We need a clear vision of success in order to enthuse politicians and funders. At the moment diabetes is becoming almost “normal”—just like obesity. As one woman in my group said, “You hear about AIDS and you think funerals,” but diabetes is just “one of those things.” But do we want people to be more scared? We may not, but there is lots of talk of the need for “outrage,” the kind of outrage that put AIDS at the top of the global health agenda.
George Alleyne, the former director of the Pan American Health Organisation, argued in the main conference that we need to frame our case in terms of head, heart, and wallet. We have lots of data to appeal to the head, although some of it based on sand. Our appeals to the wallets of politicians need more solid data, but it’s the call to the heart that is the weakest. Pictures of amputees and people blinded by diabetes don’t seem to work.
Everybody agreed that having many more patients active in “the movement” would be beneficial, and a politician from Britain reminded us that politicians listen more to patients than they do to professionals, who are always suspected of vested interest. Very few patient voices were heard at the recent United Nations meeting on NCDs.
There was lots of enthusiasm as well for “triple P” partnerships—public, private, people. Nobody seemed to know of one that existed, but they are to be devoutly sought. At the main conference we heard about the need for a new “social movement” to counter NCDs. I’ve been through that movie before and once devoted a lot of time to studying social movements—particularly the movement to abolish slavery, which has been described as the world’s first social movement. My cautious conclusion was that it’s not easy to create a social movement.

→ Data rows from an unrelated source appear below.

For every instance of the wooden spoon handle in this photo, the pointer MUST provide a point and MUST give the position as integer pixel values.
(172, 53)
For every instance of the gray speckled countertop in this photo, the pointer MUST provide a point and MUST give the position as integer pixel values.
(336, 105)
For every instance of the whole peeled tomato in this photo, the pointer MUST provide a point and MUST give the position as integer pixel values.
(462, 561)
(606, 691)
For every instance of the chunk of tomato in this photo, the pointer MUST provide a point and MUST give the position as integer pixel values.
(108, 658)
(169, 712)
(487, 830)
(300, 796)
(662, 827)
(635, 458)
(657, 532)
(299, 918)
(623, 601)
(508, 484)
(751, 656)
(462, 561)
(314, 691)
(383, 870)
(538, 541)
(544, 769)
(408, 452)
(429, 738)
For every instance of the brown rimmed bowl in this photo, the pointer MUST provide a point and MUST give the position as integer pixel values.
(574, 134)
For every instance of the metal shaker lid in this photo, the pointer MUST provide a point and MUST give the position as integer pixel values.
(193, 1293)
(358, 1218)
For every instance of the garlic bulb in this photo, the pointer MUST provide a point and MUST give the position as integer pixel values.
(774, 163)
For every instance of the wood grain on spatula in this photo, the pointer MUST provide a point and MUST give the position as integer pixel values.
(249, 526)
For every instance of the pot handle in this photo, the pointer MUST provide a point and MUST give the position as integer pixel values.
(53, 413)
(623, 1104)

One of the problems for the International Diabetes Federation or any other organisation concerned with a particular disease is to know how much to devote resources to the one disease and how much to NCDs broadly. I’m an “NCD guy” not a “diabetes guy,” and I came away feeling that the diabetes people are conflicted—and nobody perhaps feels this more keenly than Ann Keeling, the chief executive of IDF but also the chair and driving force behind the NCD Alliance, which now has 2000 member organisations and is, I think, a magnificent achievement. It is perhaps the start of a social movement.

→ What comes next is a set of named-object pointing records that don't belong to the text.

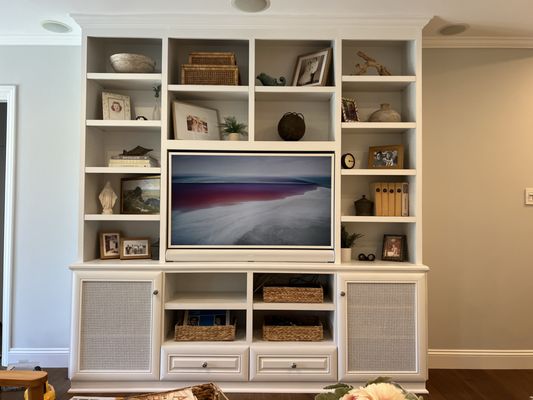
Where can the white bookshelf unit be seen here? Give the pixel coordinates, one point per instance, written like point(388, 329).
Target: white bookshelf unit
point(373, 313)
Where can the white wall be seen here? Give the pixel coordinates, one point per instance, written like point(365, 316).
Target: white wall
point(478, 158)
point(47, 191)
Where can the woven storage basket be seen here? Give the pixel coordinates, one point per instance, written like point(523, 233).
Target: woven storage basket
point(209, 74)
point(206, 391)
point(204, 333)
point(212, 58)
point(287, 294)
point(306, 330)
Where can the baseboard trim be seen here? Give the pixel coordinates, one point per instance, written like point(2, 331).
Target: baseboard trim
point(480, 359)
point(44, 357)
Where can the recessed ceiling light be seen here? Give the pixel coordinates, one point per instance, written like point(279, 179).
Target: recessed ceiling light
point(56, 26)
point(453, 29)
point(251, 5)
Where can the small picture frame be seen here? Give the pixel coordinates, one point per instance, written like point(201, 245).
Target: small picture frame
point(116, 106)
point(312, 69)
point(193, 122)
point(385, 157)
point(394, 248)
point(140, 195)
point(109, 245)
point(350, 112)
point(135, 248)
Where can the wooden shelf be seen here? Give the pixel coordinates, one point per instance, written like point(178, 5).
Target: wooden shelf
point(378, 172)
point(209, 92)
point(294, 93)
point(125, 81)
point(122, 170)
point(122, 217)
point(244, 145)
point(365, 83)
point(125, 125)
point(348, 218)
point(207, 301)
point(377, 127)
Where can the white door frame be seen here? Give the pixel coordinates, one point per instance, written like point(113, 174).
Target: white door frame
point(8, 95)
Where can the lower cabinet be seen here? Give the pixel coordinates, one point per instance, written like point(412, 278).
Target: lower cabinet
point(301, 362)
point(382, 326)
point(201, 362)
point(116, 325)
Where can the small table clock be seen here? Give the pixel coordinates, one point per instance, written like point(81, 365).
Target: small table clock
point(348, 161)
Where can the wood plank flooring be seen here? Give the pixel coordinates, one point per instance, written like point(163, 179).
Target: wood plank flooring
point(443, 384)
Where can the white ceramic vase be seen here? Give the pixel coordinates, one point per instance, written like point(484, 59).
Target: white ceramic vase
point(346, 254)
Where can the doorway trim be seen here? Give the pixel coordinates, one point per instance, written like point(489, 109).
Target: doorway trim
point(8, 94)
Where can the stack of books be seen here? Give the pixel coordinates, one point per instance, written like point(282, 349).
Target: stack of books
point(132, 161)
point(391, 199)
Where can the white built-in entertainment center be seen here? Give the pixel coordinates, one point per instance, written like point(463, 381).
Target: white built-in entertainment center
point(374, 313)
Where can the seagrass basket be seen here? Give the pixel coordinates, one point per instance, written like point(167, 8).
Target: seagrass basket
point(212, 58)
point(192, 74)
point(289, 294)
point(206, 391)
point(303, 329)
point(185, 333)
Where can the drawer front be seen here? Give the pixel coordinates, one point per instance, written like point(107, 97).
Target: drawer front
point(194, 364)
point(294, 367)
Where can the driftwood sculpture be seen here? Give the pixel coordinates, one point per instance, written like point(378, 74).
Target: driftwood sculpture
point(360, 69)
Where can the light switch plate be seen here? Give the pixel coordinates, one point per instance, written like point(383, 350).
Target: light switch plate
point(529, 196)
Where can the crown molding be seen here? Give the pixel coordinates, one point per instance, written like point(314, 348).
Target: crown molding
point(481, 42)
point(171, 21)
point(40, 40)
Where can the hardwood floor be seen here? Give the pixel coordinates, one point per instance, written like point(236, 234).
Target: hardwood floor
point(443, 384)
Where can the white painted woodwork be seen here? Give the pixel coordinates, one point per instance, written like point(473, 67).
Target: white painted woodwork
point(211, 280)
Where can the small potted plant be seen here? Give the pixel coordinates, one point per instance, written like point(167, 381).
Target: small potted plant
point(232, 129)
point(347, 241)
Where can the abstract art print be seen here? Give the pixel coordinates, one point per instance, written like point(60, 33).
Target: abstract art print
point(250, 200)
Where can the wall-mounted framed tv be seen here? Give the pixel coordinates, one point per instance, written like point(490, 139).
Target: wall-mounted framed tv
point(250, 206)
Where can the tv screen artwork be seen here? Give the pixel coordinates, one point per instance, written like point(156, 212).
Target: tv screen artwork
point(251, 200)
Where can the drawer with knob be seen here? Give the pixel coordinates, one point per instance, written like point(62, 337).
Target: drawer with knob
point(320, 365)
point(205, 363)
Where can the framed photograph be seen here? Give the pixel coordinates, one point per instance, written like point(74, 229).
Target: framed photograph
point(195, 123)
point(350, 113)
point(131, 249)
point(386, 156)
point(116, 106)
point(394, 248)
point(140, 195)
point(312, 69)
point(109, 245)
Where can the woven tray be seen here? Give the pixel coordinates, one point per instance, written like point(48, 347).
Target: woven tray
point(206, 391)
point(306, 330)
point(209, 74)
point(289, 294)
point(212, 58)
point(204, 333)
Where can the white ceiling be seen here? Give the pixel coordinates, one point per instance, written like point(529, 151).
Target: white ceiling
point(20, 19)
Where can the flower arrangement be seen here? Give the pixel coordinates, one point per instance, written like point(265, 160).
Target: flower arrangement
point(381, 388)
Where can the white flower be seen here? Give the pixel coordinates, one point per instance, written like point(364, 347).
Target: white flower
point(376, 391)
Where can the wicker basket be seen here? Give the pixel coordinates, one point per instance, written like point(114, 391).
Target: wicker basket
point(209, 74)
point(304, 329)
point(185, 333)
point(206, 391)
point(288, 294)
point(212, 58)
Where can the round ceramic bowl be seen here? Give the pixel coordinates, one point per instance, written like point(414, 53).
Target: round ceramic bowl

What is clear is that it will be a bad day if the disease groups start fighting each other—perhaps for resources—rather than working together. I saw some signs of this when some of the audience in the main conference moaned that diabetes was insufficiently “sexy and glamorous.” I couldn’t help thinking that they were perhaps fed up that they themselves were not more sexy and glamorous. Another recurrent message was that we should emphasise the link between diabetes and erectile dysfunction in order to motivate men to take diabetes more seriously. I’m unconvinced that the route to a man’s head or heart is through his penis, but maybe that just illustrates that I’m an out of touch romantic.
So after hours of somewhat confused conversation we arrived where we started at the conviction that we do indeed need a “whole of government and a whole of society” approach and that the private sector, despite its conflicts of interest, does belong at the table. The meeting was a step to making it happen, but much more is needed.
Competing interest: RS works for the UnitedHealth Group, a for profit company. United paid his expenses for attending the meeting, and, contrary to what most people think, he travels economy class. Indeed, on this trip he sat in a particularly cramped space beside two corpulent men who had little sense of private space.